2. The image forming apparatus according to claim 1, wherein, when the second developing unit is attached to the developing-unit attachment section provided in the main body portion and the second transfer unit is attached to the transfer-unit attachment section provided in the main body portion, the image-carrier driving unit provided in the main body portion is mechanically connected to the second developing unit.

3. The image forming apparatus according to claim 1, wherein the first developing unit includes a rotary developing unit in which the plurality of developing members rotate around an axis and in which one of the plurality of developing members stops at a developing position at which the rotary developing unit faces the image carrier, each of the plurality of developing members including a rotating member that is rotatable, and

wherein, when the first developing unit is attached to the developing-unit attachment section and the first transfer unit is attached to the transfer-unit attachment section in the main body portion, the rotary developing unit is rotated around the axis or stopped by the first transfer driving unit provided in the first transfer unit.
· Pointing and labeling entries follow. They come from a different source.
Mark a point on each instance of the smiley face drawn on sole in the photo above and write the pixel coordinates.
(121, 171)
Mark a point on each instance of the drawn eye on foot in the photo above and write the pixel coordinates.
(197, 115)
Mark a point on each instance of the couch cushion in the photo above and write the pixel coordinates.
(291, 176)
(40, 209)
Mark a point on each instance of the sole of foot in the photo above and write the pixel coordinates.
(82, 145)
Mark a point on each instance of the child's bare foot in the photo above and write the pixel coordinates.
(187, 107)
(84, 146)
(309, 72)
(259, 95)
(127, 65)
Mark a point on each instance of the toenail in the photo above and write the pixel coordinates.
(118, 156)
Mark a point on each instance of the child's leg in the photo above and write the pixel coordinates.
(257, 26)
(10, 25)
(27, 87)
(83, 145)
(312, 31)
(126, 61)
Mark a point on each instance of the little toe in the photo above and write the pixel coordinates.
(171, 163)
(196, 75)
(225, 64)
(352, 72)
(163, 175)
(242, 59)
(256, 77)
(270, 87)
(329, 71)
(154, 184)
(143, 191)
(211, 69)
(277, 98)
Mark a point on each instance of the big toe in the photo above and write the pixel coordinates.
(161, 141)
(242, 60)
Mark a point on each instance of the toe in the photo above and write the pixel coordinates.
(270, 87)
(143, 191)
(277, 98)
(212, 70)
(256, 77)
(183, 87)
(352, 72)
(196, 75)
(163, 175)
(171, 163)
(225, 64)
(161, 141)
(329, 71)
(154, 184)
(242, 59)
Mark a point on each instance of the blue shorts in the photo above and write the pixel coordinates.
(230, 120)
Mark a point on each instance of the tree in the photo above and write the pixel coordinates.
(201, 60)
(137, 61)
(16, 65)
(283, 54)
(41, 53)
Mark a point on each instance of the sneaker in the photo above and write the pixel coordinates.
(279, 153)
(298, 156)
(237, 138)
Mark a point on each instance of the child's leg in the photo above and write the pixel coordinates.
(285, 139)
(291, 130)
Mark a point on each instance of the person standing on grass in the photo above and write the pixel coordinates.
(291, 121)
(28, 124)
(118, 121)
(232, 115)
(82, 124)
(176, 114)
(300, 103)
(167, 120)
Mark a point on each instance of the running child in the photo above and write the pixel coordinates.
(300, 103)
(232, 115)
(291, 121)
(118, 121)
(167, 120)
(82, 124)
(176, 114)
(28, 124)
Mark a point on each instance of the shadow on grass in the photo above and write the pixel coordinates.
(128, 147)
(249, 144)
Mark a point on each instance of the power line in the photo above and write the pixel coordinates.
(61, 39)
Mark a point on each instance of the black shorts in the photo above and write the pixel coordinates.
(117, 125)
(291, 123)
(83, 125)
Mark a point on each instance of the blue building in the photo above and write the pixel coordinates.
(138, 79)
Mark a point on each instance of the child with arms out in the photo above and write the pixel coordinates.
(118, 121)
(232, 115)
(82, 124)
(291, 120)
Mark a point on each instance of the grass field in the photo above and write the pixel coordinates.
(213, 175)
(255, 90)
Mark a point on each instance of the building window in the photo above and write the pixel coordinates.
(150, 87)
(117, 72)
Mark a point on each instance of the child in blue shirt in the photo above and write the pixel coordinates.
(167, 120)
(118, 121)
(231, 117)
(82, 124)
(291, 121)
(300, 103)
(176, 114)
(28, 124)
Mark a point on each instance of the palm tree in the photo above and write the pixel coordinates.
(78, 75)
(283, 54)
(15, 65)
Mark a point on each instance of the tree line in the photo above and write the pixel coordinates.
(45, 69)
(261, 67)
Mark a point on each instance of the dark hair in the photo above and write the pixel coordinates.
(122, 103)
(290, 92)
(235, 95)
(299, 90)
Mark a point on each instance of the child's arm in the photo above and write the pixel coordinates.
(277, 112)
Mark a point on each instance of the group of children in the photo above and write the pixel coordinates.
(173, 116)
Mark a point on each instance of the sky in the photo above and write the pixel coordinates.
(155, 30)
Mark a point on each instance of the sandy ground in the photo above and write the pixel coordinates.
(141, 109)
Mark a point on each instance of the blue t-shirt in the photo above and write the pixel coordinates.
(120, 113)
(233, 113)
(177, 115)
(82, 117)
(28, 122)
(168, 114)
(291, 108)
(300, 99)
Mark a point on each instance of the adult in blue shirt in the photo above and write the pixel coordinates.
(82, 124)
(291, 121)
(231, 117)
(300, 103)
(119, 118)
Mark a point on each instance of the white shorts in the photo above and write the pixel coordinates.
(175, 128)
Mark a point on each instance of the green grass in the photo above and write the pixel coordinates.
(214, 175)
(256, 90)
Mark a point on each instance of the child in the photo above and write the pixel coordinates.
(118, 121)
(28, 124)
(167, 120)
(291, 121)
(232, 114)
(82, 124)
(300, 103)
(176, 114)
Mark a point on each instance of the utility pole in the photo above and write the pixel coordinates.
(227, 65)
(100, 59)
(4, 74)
4. The image forming apparatus according to claim 1, wherein the first developing unit includes a rotary developing unit in which the plurality of developing members rotate around an axis and in which one of the plurality of developing members stops at a developing position at which the rotary developing unit faces the image carrier, each of the plurality of developing members including a rotating member that is rotatable, and

wherein, when the first developing unit is attached to the developing-unit attachment section and the first transfer unit is attached to the transfer-unit attachment section in the main body portion, the rotating member provided in the developing member that is stopped at the developing position is rotated by the first transfer driving unit provided in the first transfer unit.
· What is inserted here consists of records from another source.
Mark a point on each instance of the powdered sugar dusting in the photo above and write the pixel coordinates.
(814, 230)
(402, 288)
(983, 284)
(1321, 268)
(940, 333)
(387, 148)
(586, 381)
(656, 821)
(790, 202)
5. The image forming apparatus according to claim 1, wherein the main body portion further includes a main-body power source that supplies electricity to the image-carrier driving unit, and

wherein the first transfer unit further includes a first-transfer-unit power source that supplies electricity to the first transfer driving unit when the first transfer unit is attached to transfer-unit attachment section provided in the main body portion.

6. The image forming apparatus according to claim 1, wherein the main body portion further includes a main-body controller that controls the image-carrier driving unit, and

wherein the first transfer unit further includes a first-transfer-unit controller that controls the first transfer driving unit when the first transfer unit is attached to transfer-unit attachment section provided in the main body portion.

7. The image forming apparatus according to claim 1, wherein a diameter of the first transfer member provided in the first transfer unit is larger than a diameter of the second transfer member provided in the second transfer unit.